Oh, I know. To be honest, I think Swedes look about the same as Americans (in my region). Your kebabtallrikar are getting pretty big, you know... Living in Romania was like eye candy everywhere I looked. Eastern European secret.


----------



## Alberto7 (Sep 9, 2011)

Oh yeah... Overpriced-and-often-fake products being sold in South America... I'm all too familiar with that. 

The user here "Enzo" didn't go for an "off-the-shelf" guitar because it was way more expensive than getting a local custom. Instead, he got this custom beauty http://www.sevenstring.org/forum/se...8-ngd-new-insane-brazilian-custom-guitar.html for not even half the price that some of the guitars in the OP are listed for.


----------



## scherzo1928 (Sep 10, 2011)

It's the same thing in here. Yesterday when I went to buy strings I saw a nonloaded EBMM for around $3500... used. So yeah, when I want a new instrument, I take a road trip to the other side of the border and buy it there.

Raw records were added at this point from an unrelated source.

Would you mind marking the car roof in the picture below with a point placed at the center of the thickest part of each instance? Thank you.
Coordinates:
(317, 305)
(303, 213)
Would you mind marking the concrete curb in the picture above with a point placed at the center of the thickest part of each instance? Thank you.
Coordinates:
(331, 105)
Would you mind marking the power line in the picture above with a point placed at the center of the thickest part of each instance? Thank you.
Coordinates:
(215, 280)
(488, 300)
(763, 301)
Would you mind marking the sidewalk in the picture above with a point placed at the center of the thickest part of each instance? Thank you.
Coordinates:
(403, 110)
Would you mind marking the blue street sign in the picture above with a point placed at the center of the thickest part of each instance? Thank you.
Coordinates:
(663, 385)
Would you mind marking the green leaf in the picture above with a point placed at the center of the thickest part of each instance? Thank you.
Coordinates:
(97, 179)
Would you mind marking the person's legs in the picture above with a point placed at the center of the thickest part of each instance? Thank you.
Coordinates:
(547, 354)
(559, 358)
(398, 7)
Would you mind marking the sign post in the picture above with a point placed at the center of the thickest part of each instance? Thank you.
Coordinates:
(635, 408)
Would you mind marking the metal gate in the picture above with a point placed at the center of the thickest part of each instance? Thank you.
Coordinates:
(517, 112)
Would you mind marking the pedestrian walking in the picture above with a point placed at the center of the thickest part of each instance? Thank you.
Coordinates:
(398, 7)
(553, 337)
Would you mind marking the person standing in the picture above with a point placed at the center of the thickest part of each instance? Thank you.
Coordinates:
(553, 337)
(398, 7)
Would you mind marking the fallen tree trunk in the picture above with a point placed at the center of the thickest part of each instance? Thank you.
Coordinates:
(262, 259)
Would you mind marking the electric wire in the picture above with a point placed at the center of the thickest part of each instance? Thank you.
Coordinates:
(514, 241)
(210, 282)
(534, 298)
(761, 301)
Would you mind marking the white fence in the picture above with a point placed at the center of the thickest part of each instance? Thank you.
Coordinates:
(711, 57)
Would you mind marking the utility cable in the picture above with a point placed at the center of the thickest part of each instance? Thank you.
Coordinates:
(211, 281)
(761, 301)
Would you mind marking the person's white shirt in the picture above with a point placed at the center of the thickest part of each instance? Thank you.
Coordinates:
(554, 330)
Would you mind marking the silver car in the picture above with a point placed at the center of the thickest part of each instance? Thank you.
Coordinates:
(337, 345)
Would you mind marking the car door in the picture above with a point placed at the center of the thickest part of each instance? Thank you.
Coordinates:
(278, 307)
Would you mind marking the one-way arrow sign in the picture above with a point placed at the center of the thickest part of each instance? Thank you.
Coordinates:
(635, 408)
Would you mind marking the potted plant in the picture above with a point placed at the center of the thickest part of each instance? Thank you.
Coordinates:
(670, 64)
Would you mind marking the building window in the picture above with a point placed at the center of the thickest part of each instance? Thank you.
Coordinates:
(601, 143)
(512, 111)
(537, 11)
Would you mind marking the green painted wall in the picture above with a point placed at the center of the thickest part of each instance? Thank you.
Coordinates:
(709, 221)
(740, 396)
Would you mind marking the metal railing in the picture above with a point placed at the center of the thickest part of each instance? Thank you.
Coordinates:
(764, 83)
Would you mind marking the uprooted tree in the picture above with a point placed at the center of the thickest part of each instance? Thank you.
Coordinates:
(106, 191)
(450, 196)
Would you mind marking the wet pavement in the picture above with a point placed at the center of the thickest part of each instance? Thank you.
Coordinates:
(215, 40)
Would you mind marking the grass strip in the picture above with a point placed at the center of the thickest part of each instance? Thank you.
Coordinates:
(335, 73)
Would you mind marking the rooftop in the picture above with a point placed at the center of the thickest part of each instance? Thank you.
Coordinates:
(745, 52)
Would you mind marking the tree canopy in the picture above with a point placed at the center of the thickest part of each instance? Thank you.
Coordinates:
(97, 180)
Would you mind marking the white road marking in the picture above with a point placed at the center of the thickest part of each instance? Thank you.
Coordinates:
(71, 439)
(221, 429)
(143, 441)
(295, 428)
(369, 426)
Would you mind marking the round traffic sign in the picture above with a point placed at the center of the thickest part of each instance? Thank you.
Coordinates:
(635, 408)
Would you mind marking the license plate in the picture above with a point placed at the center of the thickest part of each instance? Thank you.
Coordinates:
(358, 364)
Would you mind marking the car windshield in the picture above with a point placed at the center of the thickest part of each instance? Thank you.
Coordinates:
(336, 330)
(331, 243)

However, if what I want is a classical, then I'm pretty much in heaven, since they make some of the best ones I've ever played in here.


----------



## Erick Kroenen (Sep 10, 2011)

south america is crazy with the prices, but they have good luthiers that will make a good axe for half of the price there Facebook


----------



## Murmel (Sep 10, 2011)

anne said:


> Oh, I know. To be honest, I think Swedes look about the same as Americans (in my region). Your kebabtallrikar are getting pretty big, you know... Living in Romania was like eye candy everywhere I looked. Eastern European secret.

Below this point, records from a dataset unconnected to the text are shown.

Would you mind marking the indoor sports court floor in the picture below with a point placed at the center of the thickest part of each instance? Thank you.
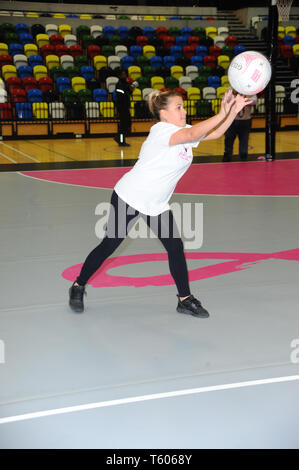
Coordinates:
(131, 372)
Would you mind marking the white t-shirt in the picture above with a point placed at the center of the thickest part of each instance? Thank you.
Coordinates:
(149, 185)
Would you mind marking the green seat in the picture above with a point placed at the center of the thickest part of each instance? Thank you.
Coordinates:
(200, 82)
(107, 50)
(69, 96)
(171, 82)
(143, 82)
(203, 108)
(82, 30)
(56, 72)
(72, 72)
(114, 40)
(87, 40)
(85, 96)
(227, 50)
(80, 60)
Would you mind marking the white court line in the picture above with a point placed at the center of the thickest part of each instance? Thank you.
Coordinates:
(8, 158)
(22, 153)
(155, 396)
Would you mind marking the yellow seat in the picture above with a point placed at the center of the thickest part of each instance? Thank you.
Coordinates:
(290, 31)
(223, 61)
(134, 71)
(42, 39)
(40, 110)
(99, 61)
(40, 71)
(30, 49)
(176, 71)
(9, 71)
(149, 51)
(224, 80)
(190, 107)
(3, 48)
(107, 109)
(193, 93)
(52, 61)
(157, 82)
(64, 29)
(136, 95)
(211, 31)
(78, 83)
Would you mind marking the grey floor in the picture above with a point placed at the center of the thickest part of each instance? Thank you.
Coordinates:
(130, 342)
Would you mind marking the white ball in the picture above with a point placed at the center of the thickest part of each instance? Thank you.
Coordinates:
(249, 72)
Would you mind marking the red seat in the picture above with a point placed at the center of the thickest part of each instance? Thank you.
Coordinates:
(142, 41)
(56, 39)
(29, 83)
(6, 59)
(47, 49)
(18, 96)
(45, 84)
(75, 50)
(5, 111)
(93, 50)
(61, 49)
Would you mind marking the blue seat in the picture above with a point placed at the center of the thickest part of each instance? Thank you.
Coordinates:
(26, 38)
(214, 81)
(34, 95)
(135, 51)
(201, 50)
(127, 61)
(35, 59)
(16, 48)
(24, 110)
(25, 71)
(123, 31)
(109, 31)
(169, 61)
(239, 49)
(62, 83)
(181, 41)
(156, 61)
(22, 28)
(87, 71)
(176, 51)
(100, 94)
(196, 60)
(148, 31)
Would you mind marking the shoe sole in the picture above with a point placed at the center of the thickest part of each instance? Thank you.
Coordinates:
(189, 312)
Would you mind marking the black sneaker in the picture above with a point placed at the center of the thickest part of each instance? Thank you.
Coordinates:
(76, 298)
(192, 306)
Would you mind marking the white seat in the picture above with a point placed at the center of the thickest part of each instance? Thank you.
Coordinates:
(70, 40)
(57, 110)
(92, 109)
(209, 93)
(121, 51)
(110, 83)
(51, 29)
(191, 71)
(113, 61)
(219, 41)
(66, 61)
(96, 30)
(185, 82)
(20, 60)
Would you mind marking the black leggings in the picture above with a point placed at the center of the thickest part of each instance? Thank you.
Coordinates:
(120, 220)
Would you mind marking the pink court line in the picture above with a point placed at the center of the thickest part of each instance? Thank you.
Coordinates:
(143, 398)
(279, 178)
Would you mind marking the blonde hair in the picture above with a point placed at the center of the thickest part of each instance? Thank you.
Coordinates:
(158, 100)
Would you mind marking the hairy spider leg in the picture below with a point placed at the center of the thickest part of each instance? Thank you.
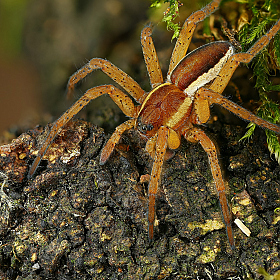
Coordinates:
(151, 58)
(186, 33)
(216, 98)
(114, 139)
(160, 150)
(197, 135)
(115, 73)
(224, 77)
(120, 98)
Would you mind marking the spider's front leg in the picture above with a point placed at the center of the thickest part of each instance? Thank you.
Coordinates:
(121, 99)
(198, 135)
(160, 150)
(226, 73)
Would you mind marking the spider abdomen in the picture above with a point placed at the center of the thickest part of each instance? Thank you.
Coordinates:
(201, 66)
(165, 105)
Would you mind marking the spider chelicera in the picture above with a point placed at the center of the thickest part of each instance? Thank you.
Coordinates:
(173, 108)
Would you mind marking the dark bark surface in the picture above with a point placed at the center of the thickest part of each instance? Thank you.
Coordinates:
(78, 220)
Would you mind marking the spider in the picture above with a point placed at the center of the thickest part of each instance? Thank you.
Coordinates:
(174, 107)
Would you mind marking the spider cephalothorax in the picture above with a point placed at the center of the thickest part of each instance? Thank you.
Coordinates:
(172, 108)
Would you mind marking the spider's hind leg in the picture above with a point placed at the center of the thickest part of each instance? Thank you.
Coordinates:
(198, 135)
(186, 34)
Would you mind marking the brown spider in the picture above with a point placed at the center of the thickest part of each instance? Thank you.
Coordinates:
(174, 107)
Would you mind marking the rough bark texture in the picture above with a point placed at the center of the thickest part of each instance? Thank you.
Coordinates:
(78, 220)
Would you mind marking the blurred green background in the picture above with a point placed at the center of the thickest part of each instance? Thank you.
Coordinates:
(42, 43)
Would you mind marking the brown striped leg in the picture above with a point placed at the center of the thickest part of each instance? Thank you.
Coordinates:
(114, 139)
(120, 77)
(216, 98)
(198, 135)
(224, 77)
(151, 58)
(121, 99)
(186, 33)
(161, 145)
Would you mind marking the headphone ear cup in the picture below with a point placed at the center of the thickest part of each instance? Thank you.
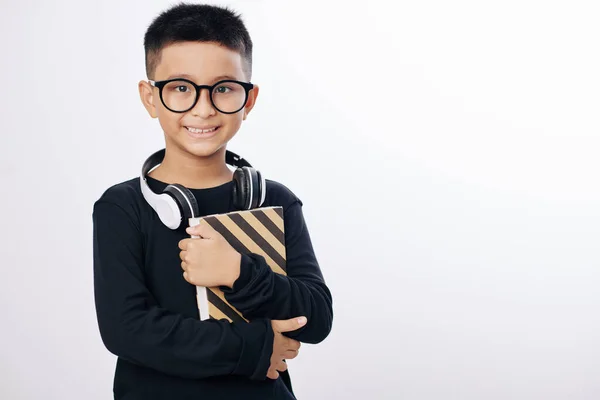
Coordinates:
(262, 189)
(241, 188)
(255, 193)
(185, 199)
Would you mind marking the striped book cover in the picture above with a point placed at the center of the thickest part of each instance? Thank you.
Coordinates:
(260, 231)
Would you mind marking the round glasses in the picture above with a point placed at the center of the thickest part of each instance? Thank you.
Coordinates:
(180, 95)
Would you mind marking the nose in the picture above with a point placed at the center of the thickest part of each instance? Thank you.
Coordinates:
(203, 107)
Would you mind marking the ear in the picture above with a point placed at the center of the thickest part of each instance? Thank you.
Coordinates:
(147, 97)
(252, 95)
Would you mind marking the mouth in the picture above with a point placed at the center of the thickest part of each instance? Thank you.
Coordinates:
(202, 132)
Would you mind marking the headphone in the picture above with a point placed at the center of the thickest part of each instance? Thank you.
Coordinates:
(177, 203)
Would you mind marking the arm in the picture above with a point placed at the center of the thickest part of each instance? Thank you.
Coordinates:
(261, 293)
(134, 327)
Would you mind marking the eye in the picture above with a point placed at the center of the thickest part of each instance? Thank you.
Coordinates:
(222, 89)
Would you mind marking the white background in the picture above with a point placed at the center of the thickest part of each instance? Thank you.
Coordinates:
(446, 153)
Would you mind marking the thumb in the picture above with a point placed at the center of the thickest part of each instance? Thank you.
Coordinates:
(289, 325)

You're calling us fat? I hope you're joking, we're most definitely not an obese country.
The US on the other hand...


----------



## LucasSalles123 (Sep 10, 2011)

The luthiers around here are our only salvation! Luthiers and amplifiers handmakers do such a good job, for such a low price here! I completely lost the hope of having a big brand guitar! But, right now, I'm saving some money for a Custom guitar. It will be purple, lacewood top,mahogany body, one-piece pau ferro neck/fingerboard, PRS shape, seven strings...


----------



## Erick Kroenen (Sep 10, 2011)

LucasSalles123 said:


> The luthiers around here are our only salvation! Luthiers and amplifiers handmakers do such a good job, for such a low price here! I completely lost the hope of having a big brand guitar! But, right now, I'm saving some money for a Custom guitar. It will be purple, lacewood top,mahogany body, one-piece pau ferro neck/fingerboard, PRS shape, seven strings...



may i have the name of your luthier?


----------



## Sixth_Sniper (Sep 10, 2011)

This is all very interesting. I lived in Sao Paulo, Brasil from 1998 to 2005. Bought a Fender Strat, Corona for about $1,200 and I believe it was going for $900-$1000 range in the US. So still paid more, but not to the extent of the shit OP showed us. I remember there being an insane amount of "throw away" company guitars at any given shop, lots of bad quality stuff. 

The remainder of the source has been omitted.